The fact that the term "junmai," meaning "pure rice," is applied to those premium-grade sakes that don't have added booze may also play a role in perpetuating this myth. Anything that's not "pure" is considered "adulterated" and therefore "substandard." But it's hard to accuse a brewer who makes a ginjo or daiginjo—the not-junmai-prefixed sakes—of doing anything "substandard."

Myth No. 4: Small sake cups are a single-serving size.

And speaking of things that are below standard, those small sake cups that are barely larger than a shot glass hold far less than a standard serving size of sake. Only some bars and restaurants make full them and serve them as a full pour when a consumer orders past the drinking glass. A full serving should be 180 milliliters, or roughly 6 ounces.

"It annoys me every bit a consumer," says Michael John Simkin, main of the sake marketing company MJS Sake Selections , "banging down $12 or $xiii for a glass and getting a cup that's got ii, maybe three ounces in it. They think they're serving a proper pour, but they're really ripping people off."

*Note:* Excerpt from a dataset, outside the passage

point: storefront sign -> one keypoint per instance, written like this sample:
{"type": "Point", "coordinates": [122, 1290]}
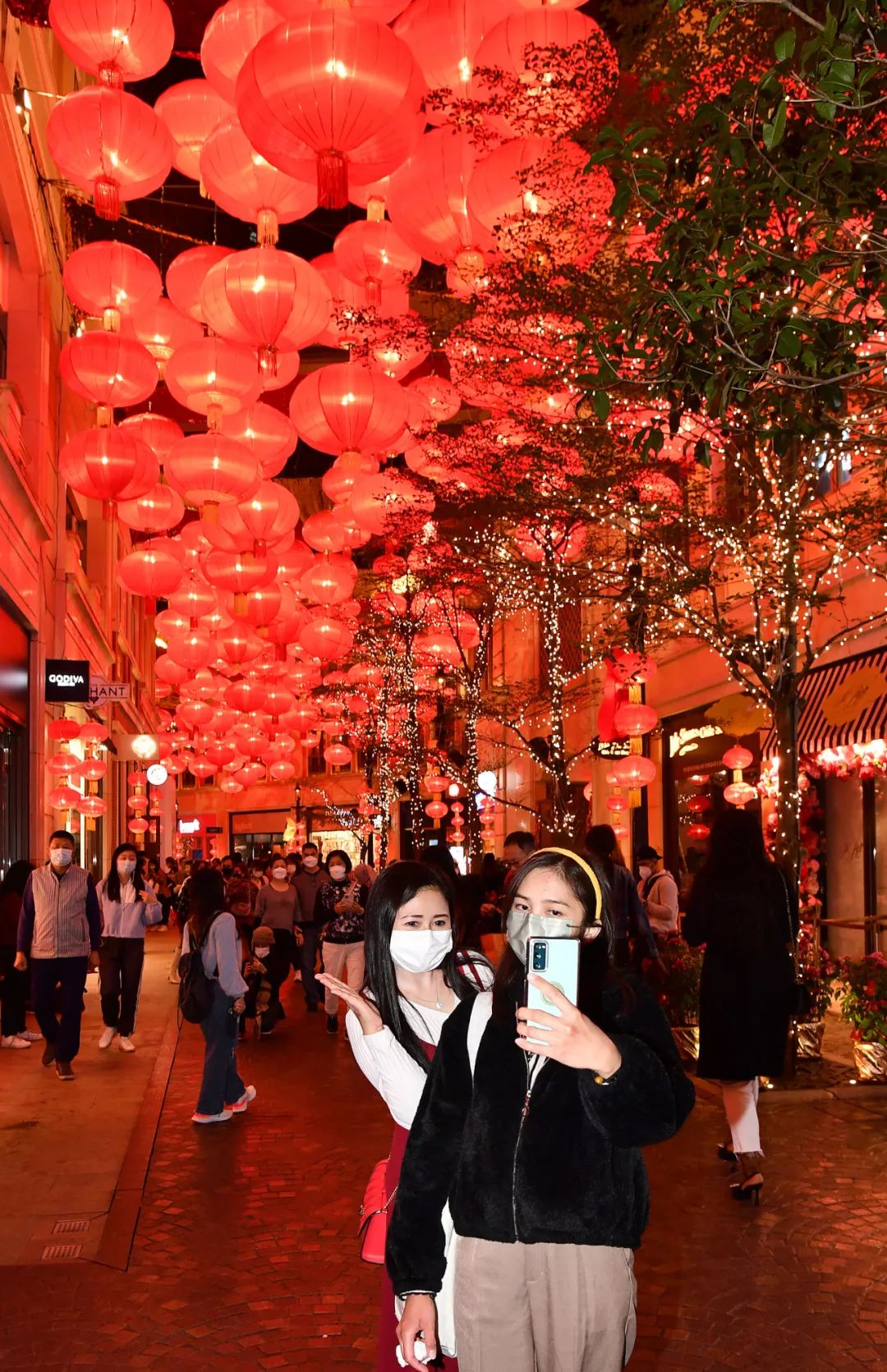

There's actually some history to that 180 ml size. It was the standard unit—or —of a single serving of rice typically measured in a small wooden box called a masu . The masu is more familiar now every bit a sake drinking vessel (it became such because dorsum in the day, Japanese drinkers needed cups and there were a lot of those boxes effectually). Many are still made of woods, but plastic ones are likewise common. You may exist familiar with the tradition of the overflowing masu . The server continues to pour fifty-fifty after the sake starts to spill over into a saucer beneath the masu —symbolizing the restaurant'south generosity and the owner'southward appreciation of your business.

Sake bottles themselves are based on multiples of 180. The standard container is 720 ml (180 times iv), not the usual 750 ml size that's common for near wines and spirits. The giant, magnum-mode bottles known as isshobin are 1.8 liters (180 times 10).

Those small cups that some venues try non-and then-generously to laissez passer off every bit individual servings are actually supposed to foster interaction among guests or business associates. Guests are meant to continuously fill up those cups for each other, never pouring for themselves.

As outgoing equally sake has become for a growing number of U.S. consumers, information technology remains one of the least understood beverages on the market. It's still a niche category where misinformation can often obscure actual information. Distinguishing the two could mean the difference between a thoroughly unpleasant consumer feel and ane that encourages further exploration amidst enthusiastic imbibers.

Jeff Cioletti is a former editor in chief of Beverage Globe mag and the author of the books The Drinkable Globe, The Twelvemonth of Drinking Adventurously, Beer FAQ, and the upcoming Sakepedia . He'southward a Certified International Kikisake-shi (sake sommelier).